PGR se manifesta contra suspensão de pesquisa AtlasIntel sobre Flávio Bolsonaro
PGR se manifesta contra suspensão de pesquisa AtlasIntel sobre Flávio Bolsonaro A briga em torno da pesquisa da AtlasIntel sobre Flávio Bolsonaro virou um teste de limite: até onde a Justiça Eleitoral pode ir sem transformar controle em censura de dados incômodos?
O que diz a Procuradoria
De um lado, a Procuradoria-Geral Eleitoral (PGE) e o Ministério Público Eleitoral cravam que a decisão de Kassio Nunes Marques de suspender a pesquisa foi longe demais.
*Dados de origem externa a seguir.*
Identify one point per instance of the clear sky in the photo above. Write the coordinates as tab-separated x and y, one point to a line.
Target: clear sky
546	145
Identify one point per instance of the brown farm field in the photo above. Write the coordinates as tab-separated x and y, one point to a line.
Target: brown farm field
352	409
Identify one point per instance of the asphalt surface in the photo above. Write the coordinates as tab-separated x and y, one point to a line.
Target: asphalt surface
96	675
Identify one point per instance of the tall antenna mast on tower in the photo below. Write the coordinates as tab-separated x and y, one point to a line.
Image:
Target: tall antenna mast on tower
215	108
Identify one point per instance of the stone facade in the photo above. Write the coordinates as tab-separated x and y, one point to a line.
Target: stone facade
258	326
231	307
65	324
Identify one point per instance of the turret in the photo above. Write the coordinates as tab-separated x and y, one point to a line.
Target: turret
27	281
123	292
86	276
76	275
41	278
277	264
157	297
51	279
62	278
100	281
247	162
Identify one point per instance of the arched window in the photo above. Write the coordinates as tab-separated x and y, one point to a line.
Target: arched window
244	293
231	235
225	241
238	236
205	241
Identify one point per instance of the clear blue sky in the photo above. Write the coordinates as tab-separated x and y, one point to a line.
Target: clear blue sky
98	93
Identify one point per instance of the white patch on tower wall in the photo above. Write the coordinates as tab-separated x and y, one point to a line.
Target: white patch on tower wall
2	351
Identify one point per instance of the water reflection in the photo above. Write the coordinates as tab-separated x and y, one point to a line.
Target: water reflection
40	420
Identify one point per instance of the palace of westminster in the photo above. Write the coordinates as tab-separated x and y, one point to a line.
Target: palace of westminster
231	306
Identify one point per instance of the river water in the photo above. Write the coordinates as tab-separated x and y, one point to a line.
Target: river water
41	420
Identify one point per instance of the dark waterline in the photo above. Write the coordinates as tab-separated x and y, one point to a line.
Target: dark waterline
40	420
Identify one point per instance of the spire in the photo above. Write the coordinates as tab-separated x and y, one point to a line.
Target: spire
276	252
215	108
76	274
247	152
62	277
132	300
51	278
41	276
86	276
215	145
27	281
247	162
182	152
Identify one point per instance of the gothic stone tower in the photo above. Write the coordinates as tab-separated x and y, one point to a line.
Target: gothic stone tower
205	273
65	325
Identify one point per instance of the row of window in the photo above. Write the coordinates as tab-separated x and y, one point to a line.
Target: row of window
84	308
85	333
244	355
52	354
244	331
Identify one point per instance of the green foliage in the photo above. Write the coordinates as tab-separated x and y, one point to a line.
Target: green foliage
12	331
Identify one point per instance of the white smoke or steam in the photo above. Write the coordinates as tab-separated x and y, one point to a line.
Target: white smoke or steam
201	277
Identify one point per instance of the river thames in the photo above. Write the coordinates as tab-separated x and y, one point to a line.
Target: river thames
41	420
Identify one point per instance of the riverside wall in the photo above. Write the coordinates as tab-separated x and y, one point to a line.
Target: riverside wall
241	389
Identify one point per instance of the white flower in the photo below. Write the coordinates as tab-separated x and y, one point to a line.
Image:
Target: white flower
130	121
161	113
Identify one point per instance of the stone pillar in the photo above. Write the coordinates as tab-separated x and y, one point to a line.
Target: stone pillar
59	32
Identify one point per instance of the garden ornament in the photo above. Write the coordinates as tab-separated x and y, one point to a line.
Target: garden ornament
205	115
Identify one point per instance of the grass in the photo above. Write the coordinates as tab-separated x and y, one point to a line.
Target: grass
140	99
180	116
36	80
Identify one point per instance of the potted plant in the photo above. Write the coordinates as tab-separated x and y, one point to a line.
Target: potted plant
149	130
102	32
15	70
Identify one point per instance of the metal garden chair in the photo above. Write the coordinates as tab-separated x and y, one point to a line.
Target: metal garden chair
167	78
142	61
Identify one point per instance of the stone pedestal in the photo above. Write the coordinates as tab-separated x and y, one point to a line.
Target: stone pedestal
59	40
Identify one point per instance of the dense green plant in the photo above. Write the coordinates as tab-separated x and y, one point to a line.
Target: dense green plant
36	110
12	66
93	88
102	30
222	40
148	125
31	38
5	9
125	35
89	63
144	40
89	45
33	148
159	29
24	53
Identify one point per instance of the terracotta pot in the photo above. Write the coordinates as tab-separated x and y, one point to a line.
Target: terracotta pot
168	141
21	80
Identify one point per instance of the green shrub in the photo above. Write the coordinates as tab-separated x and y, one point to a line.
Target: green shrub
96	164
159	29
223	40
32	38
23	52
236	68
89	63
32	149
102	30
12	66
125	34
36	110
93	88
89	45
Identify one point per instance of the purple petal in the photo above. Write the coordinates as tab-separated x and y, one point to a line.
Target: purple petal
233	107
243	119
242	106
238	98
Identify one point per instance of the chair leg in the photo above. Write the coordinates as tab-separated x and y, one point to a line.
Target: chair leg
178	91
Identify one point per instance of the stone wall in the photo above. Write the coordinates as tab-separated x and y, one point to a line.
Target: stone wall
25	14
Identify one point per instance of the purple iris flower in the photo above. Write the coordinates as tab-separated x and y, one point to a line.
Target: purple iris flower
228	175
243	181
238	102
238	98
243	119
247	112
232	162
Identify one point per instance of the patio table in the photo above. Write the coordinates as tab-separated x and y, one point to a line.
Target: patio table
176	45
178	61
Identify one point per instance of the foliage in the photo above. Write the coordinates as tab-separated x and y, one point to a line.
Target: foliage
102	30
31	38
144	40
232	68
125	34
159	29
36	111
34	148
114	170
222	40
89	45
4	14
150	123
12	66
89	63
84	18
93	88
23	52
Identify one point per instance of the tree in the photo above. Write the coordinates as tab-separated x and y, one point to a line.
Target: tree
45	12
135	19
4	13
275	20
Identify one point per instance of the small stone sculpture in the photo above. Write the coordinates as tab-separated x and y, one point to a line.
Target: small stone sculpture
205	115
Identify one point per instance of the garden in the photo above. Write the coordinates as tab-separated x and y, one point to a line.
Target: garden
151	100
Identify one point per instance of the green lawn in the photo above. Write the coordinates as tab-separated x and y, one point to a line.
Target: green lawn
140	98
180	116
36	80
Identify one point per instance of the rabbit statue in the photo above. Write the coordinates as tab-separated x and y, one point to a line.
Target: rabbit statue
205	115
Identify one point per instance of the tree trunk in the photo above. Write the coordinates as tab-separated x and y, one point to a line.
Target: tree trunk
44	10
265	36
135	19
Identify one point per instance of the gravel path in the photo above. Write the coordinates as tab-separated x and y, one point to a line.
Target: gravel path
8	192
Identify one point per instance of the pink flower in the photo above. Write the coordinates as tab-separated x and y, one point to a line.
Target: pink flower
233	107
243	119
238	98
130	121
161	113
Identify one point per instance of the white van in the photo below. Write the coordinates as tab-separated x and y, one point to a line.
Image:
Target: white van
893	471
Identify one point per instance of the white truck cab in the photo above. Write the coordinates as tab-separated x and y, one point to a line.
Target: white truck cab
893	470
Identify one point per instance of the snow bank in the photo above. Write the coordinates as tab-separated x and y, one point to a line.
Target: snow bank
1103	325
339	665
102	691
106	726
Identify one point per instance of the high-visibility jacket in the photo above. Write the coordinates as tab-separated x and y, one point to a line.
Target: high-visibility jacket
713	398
Para o vice-procurador Alexandre Espinosa, “a intervenção da Justiça Eleitoral nas pesquisas eleitorais deve ser admitida em casos excepcionais, quando demonstrada a quebra objetiva do dever de equidistância e imparcialidade”. E esse não seria o caso.
A PGE sustenta que não há prova de manipulação, nem de ilegalidade na metodologia da AtlasIntel. Ao contrário: é “natural que institutos de pesquisa busquem indagar o eleitorado sobre temas políticos sensíveis”, como o caso Banco Master e o áudio em que Flávio cobra milhões do ex-banqueiro Daniel Vorcaro para o filme “Dark Horse”. A Procuradoria ainda rejeita que a Justiça atue como “curadora da fidedignidade dos resultados da pesquisa” e defende uma intervenção “minimalista”.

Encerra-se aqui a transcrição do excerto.